先生が「え?」と声を詰まらせ、静観していた教室内のみんなも小声で騒ぎ出す。

 わたしはここぞとばかりに畳み掛ける。

「自慢じゃないですけど、うちの父は馬鹿が付くくらい真面目なんです。無遅刻無欠勤だし、休日も、お金もらえなくてもサービス残業とかして頑張ってました。でも、リストラされたんです。で、今も真面目に就職活動やってますけど、ぜんぜん仕事決まんないです」  

 先生の顔に動揺が見て取れる。まさかこんな反撃を食らうなんて予想もしていなかっただろう。わたしだって別に言いたかったわけじゃない。タイミングの問題だ。たまたまうちのお父さんがしょうもない目に遭っていて、そんなときにわたしを説教してしまった先生の運が悪かったとしか言いようがない。

「うちの父はカッコいいですか? 真面目ですけど。ダサいですよね?」

 わたしは暗に周囲も巻き込むように問いかけている。先生はわたしからだけでなく、周りからも迫られているような感じになる。
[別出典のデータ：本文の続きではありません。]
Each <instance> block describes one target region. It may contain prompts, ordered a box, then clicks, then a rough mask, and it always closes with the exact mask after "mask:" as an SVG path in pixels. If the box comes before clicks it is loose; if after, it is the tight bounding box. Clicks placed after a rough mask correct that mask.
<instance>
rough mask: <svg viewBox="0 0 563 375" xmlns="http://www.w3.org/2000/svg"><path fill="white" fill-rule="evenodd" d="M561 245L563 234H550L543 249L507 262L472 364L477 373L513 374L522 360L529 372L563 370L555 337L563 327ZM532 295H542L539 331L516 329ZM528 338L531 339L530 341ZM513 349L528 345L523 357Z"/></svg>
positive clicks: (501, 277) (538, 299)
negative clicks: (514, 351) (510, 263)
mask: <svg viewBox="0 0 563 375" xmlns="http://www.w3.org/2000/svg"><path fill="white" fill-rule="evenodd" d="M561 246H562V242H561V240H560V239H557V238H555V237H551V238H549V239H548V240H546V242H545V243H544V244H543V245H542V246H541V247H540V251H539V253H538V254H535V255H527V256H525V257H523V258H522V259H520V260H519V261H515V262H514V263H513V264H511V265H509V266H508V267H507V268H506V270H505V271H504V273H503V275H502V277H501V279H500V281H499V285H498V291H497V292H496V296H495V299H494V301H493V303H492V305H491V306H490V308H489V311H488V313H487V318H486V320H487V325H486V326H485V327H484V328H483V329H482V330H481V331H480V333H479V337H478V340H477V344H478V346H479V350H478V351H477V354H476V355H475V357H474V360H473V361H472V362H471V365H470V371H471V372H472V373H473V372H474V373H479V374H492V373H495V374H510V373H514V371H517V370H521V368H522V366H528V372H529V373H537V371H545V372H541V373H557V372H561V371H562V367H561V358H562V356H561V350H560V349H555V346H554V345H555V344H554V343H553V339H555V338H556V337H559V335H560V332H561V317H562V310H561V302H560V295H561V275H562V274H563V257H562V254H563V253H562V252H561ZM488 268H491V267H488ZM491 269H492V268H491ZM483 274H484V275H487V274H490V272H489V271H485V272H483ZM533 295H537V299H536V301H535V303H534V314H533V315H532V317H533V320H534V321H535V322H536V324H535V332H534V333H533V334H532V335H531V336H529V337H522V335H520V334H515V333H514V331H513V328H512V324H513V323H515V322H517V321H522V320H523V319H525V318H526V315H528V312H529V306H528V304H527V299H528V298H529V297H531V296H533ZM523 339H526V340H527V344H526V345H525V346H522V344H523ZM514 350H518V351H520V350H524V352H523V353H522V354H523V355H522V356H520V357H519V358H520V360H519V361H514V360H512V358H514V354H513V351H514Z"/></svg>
「教えてくださいよ、先生。真面目にやってダメな父は、どうすればいいんですか? 真面目にやってダメな父の娘はどうすればいいんですか? 答え教えてくれますよね、先生なんだから」

 衆目の中で、わたしが先生をまっすぐ見据える。先生は唇を、そして声を震わせた。

「わ、私は……そんな、つもりで言ったんじゃ……」

 と手で顔を覆う。唇や声だけでなく、肩まで震わせ出した。

 近くで「ズルいなぁ」と囁く千絵の声が聞こえたが、教室内の空気はわたしにとって完全にアウェーなものになっていた。そう言えばこの先生、男子からは意外と人気があるんだっけ、と今さらながらに思い出す。

 でも、もう仕方ない。やっちまったものは仕方ない。

「泣かした」という周囲からの非難の目を一身に受けながら、教室のドアのほうへと歩き出す。

廊下に出たわたしは大きく息を吸い込んだ。

「あーー!」

 思いっ切り叫ぶのと同時に、わたしは足を振り上げ、スタートダッシュを切る。

 何事か、と他の教室のドアが開かれる前に、わたしは廊下を走り抜け、学校の外へと飛び出していた。心に溜まっていた膿みたいな感覚が気持ち悪くってたまらなかった。